Ведь пытались же его за что–то убить! Может, он обнаружил слишком большой интерес к допросу и вызвал подозрения?
— Это было невозможно… Но я знал что они готовятся кого–то допрашивать. Мне удалось спрятать в каюте магнитофон…
— Понятно!.. Тогда вас и обнаружили?
— Не тогда… Позднее…
— Значит, разговор вам удалось записать?
Он чуть заметно кивнул.
— А лента с записанным разговором? Где она? — продолжал выспрашивать я, волнуясь все больше. Ведь на ленте находилась разгадка всей этой истории. Если только ее не отняли у него или не уничтожили!..
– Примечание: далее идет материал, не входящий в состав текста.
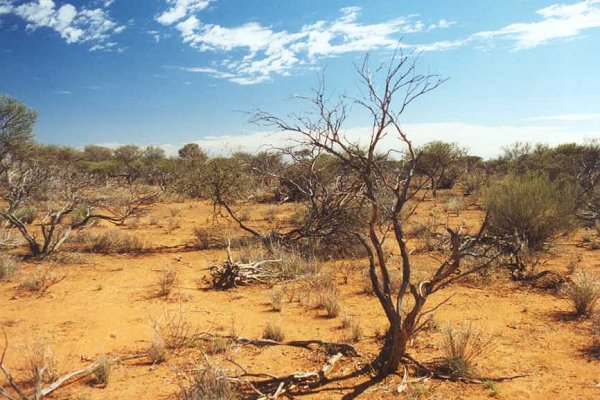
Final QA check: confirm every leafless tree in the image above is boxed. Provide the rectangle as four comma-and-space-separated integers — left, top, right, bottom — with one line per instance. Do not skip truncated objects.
253, 54, 493, 376
0, 157, 157, 257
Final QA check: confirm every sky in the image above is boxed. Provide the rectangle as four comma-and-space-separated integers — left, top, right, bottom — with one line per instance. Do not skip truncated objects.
0, 0, 600, 157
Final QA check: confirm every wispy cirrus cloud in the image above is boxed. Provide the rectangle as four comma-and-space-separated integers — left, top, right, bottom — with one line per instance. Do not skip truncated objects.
156, 0, 211, 25
156, 4, 450, 85
527, 113, 600, 122
0, 0, 125, 51
472, 0, 600, 50
416, 0, 600, 51
156, 0, 600, 84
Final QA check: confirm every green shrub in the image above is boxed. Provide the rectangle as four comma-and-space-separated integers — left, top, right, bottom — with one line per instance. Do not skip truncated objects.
0, 254, 19, 282
84, 229, 144, 254
485, 173, 575, 250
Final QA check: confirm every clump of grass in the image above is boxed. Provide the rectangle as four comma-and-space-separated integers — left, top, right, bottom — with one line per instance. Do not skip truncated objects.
407, 382, 428, 400
180, 365, 241, 400
341, 314, 354, 329
85, 229, 144, 254
263, 321, 285, 342
192, 227, 220, 250
127, 218, 141, 230
24, 339, 59, 383
269, 288, 283, 312
165, 218, 181, 233
360, 268, 375, 295
562, 271, 600, 317
169, 207, 181, 217
204, 336, 231, 354
348, 320, 364, 343
155, 265, 177, 297
440, 325, 494, 377
0, 254, 19, 282
483, 380, 499, 397
265, 207, 277, 223
590, 313, 600, 359
18, 266, 66, 296
323, 290, 342, 318
446, 196, 465, 215
93, 355, 112, 385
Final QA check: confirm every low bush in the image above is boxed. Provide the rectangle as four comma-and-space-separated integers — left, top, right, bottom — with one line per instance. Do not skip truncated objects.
484, 173, 576, 250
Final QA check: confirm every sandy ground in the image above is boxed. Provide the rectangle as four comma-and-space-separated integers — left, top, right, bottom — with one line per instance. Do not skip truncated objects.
0, 196, 600, 400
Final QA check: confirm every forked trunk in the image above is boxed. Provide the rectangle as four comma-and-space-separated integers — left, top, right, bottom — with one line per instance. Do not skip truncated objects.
373, 324, 409, 378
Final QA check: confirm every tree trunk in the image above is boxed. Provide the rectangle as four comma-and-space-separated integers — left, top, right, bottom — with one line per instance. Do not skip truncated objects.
373, 324, 409, 378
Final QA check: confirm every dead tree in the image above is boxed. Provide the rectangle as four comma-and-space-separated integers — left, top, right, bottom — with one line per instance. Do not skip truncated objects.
210, 243, 281, 290
253, 55, 493, 377
0, 156, 158, 257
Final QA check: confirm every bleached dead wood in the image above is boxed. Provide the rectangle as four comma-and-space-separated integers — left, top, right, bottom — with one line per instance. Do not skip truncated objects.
0, 332, 147, 400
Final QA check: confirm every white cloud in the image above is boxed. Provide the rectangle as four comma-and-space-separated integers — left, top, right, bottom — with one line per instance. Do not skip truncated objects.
112, 122, 600, 158
0, 0, 125, 50
162, 0, 600, 84
473, 0, 600, 50
527, 113, 600, 122
164, 6, 440, 85
156, 0, 211, 25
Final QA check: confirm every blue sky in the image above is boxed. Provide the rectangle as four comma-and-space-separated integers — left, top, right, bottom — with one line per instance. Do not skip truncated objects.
0, 0, 600, 156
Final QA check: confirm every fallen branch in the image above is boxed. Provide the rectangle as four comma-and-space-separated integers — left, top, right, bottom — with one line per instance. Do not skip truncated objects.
232, 337, 360, 357
0, 332, 148, 400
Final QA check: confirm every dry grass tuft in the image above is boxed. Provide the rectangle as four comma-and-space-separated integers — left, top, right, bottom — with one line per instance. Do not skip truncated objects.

— Должна быть в кармане… В моих брюках…
Обернувшись к сестре, я нетерпеливо спросил:
— Где его одежда? В карманах что–нибудь найдено?
Она пожала плечами:
— Одежду обычно оставляют на складе. Не знаю, было ли что–нибудь в карманах. Я приняла дежурство, когда его уже оперировали…
— Прошу вас, сестра… — Я пытался не выдать своего волнения. — Это очень важно. Будьте добры, сходите на склад и проверьте, что найдено у него в карманах. И принесите все сюда. Скажите врачу, что я попросил, и он вам наверняка не откажет!..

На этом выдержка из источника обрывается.